Support detecting ICT Loongson-3B CPU.
authorXianyi Zhang <traits.zhang@gmail.com>
Wed, 9 Nov 2011 19:28:22 +0000 (19:28 +0000)
committerXianyi Zhang <traits.zhang@gmail.com>
Wed, 9 Nov 2011 19:29:50 +0000 (19:29 +0000)
common_mips64.h
cpuid_mips.c
driver/others/parameter.c
getarch.c
kernel/mips64/KERNEL.LOONGSON3B [new file with mode: 0644]
param.h

index 35d8265..15f947e 100644 (file)
@@ -101,10 +101,13 @@ static void INLINE blas_lock(volatile unsigned long *address){
 
 static inline unsigned int rpcc(void){
   unsigned long ret;
-#if defined(LOONGSON3A)
+#if defined(LOONGSON3A) 
   unsigned long long tmp;
   __asm__ __volatile__("dmfc0 %0, $25, 1": "=r"(tmp):: "memory");
   ret=tmp;
+#elif defined(LOONGSON3B)
+  //Temp Implementation.
+  return 1;
 #else
   __asm__ __volatile__(".set   push    \n"                                     

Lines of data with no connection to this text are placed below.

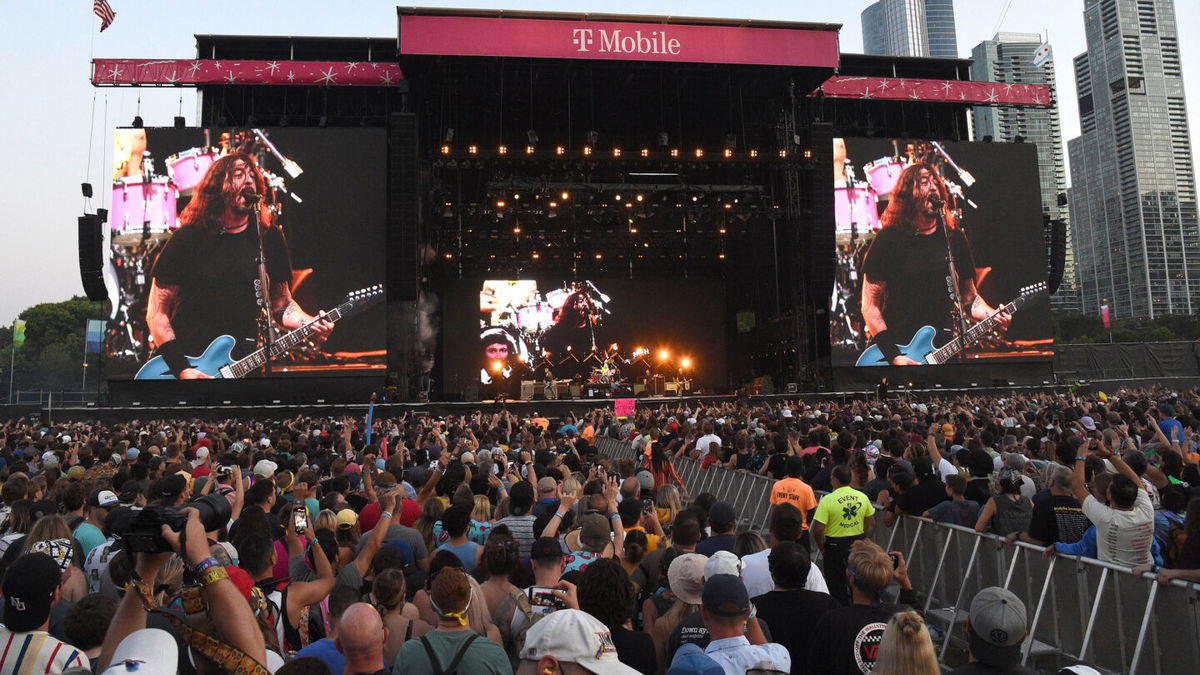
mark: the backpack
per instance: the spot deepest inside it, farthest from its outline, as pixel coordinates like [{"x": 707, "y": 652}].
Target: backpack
[
  {"x": 453, "y": 669},
  {"x": 515, "y": 641}
]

           ".set   mips32r2\n"                                                  
@@ -234,6 +237,11 @@ REALNAME: ;\
 #define FIXED_PAGESIZE (16UL << 10)
 #endif
 
+#if defined(LOONGSON3B)
+#define PAGESIZE       (16UL << 10)
+#define FIXED_PAGESIZE (16UL << 10)
+#endif
+
 #ifndef PAGESIZE
 #define PAGESIZE       (64UL << 10)
 #endif
@@ -245,7 +253,7 @@ REALNAME: ;\
 #define MAP_ANONYMOUS MAP_ANON
 #endif
 
-#if defined(LOONGSON3A)
+#if defined(LOONGSON3A) || defined(LOONGSON3B)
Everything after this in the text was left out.